Some of the book’s case studies showed:

  • Alibaba, in creating an ecosystem that now includes an online marketplace, electronic payment and cloud computing, abandoned existing profit streams such as fees to join its platforms; it also resisted the temptation to encroach on its partners’ businesses such as app development. “Fundamental to Alibaba’s thinking was the belief that if it could create value for the end customer, it would then find a way to earn money for itself.”

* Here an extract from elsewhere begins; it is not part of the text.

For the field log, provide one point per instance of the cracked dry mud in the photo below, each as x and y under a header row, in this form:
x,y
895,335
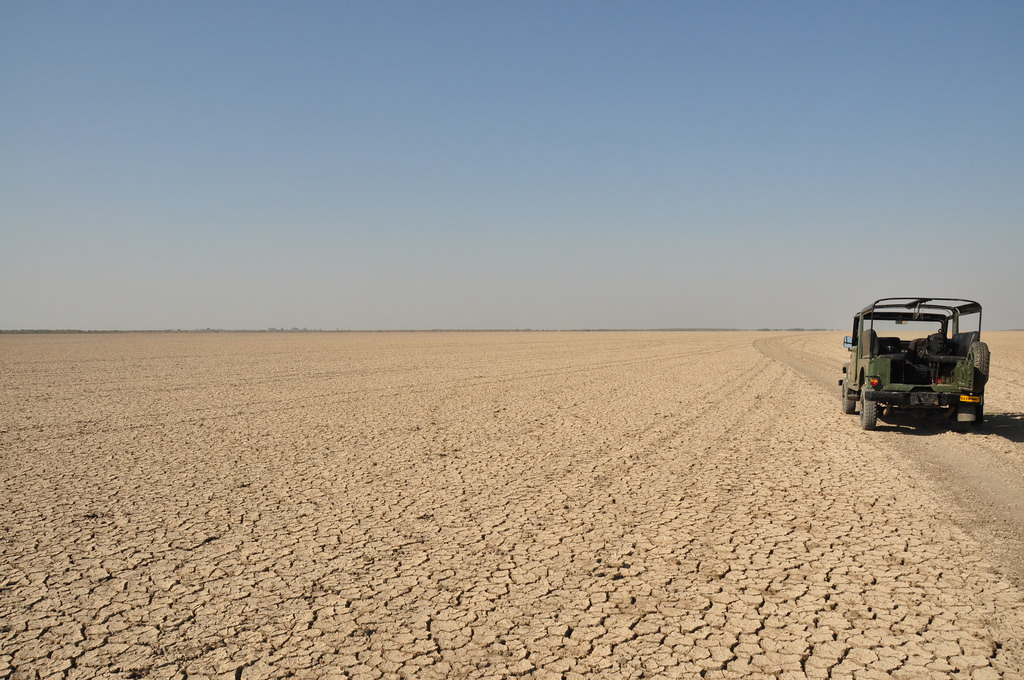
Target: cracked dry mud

  • ARM, which started in 1990 with 12 engineers in a 14th Century barn near Cambridge, showed that startups and other smaller companies can grow ecosystems. The company, bought by Softbank for $32 billion in 2016, successfully mobilised a global network of knowledge partners and has built such close ties with its smartphone and computer hardware partners that they would lose out if they switched chip designer.

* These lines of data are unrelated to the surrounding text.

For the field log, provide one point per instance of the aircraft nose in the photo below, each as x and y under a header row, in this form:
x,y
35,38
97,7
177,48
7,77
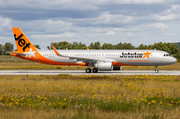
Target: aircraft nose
x,y
173,60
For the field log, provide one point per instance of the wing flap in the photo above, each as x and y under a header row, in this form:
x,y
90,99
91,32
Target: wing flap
x,y
86,60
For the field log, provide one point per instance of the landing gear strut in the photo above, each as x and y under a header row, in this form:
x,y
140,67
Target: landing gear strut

  • Thomson Reuters encouraged fintech startups to participate in its Eikon applications studio by opening up its development system and making the data “shareable by default”, demonstrating that this ecosystem could innovate in ways the creator may not have even imagined.
  • Amazon initially planned to build a cloud-based storage platform for itself but instead created its Amazon Web Services ecosystem by opening it up to other companies.  In doing so, it was able to differentiate its Cloud offering by helping partners create a complementary set of value-added services including software solutions, technical consulting and implementation support.
  • The Guardian media organisation became one of the world’s most popular news portals by “harnessing the knowledge and capabilities of its partners”, while allowing its content to be embedded into partner sites and thus making them part of this ecosystem.

With bottom-line impact firmly in sight, the book focuses on the necessity of not only building but also monetising an ecosystem, citing the failure of IBM to monetise its personal computer ecosystem after surrendering control of profitable tollgates to others.

“IBM may still have been leading the ecosystem, but it had no ability to successfully monetise it,” the book says. “It was a cruel irony that at least two of its major partners, Microsoft and Intel, remained highly profitable while continuing to rely on IBM’s leadership for many aspects of the ecosystem.” After losing hundreds of millions of dollars on PCs over several years, IBM sold its PC business to China’s Levovo in 2005.